'Youth Army' steps up patriotic offensive in Murmansk schools
The movement that is directly subordinated to the Russian Armed Forces makes another advance into the education system of the Kola Peninsula.
The agreement signed this week by regional Minister of Education Olga Dzyuba and Yunarmiya (Youth Army) leader Almaz Biktimerov includes an ambition to boost the presence of militarized youngsters in the school system.
According to Minister Dzyuba, the school system and Yunarmiya have overlapping objectives — to provide patriotic education to the young generation.
“I am confident that the agreement signed today will be several times prolonged because the work that we will do together on patriotic education, training in healthy lifestyles and cultivation of traditional values is very, very important,” the minister underlines.
She makes clear that the two parts have cooperated actively also before signing of the formal agreement.
According to regional Yunarmiya leader Biktimerov, the two parts will now together work for a surge of Youth Army members. And the target is to have Yunarmiya units in ever school, he underlines.
The Yunarmiya was established on an initiative by Russian Defense Minister Sergey Shoigu in 2015. The organization is fully financed by the Defense Ministry and today has more than 744,000 members, some of them only eight years old.
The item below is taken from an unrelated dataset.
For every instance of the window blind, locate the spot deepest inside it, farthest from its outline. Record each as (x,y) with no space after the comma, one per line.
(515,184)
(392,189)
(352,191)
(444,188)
The movement also emphasizes teaching of history, and especially war history.
The mission of the movement is to train future personnel for military service and promote patriotism and so-called “traditional values.”
The movement has a strong position in the Kola Peninsula and especially in the military towns that houses Northern Fleet bases.
In August, the Yunarmiya was key stakeholder in a cooperation deal signed by the Northern Fleet and Yalta, the city in Crimea. The agreement includes cooperation on patriotic education and summer camps.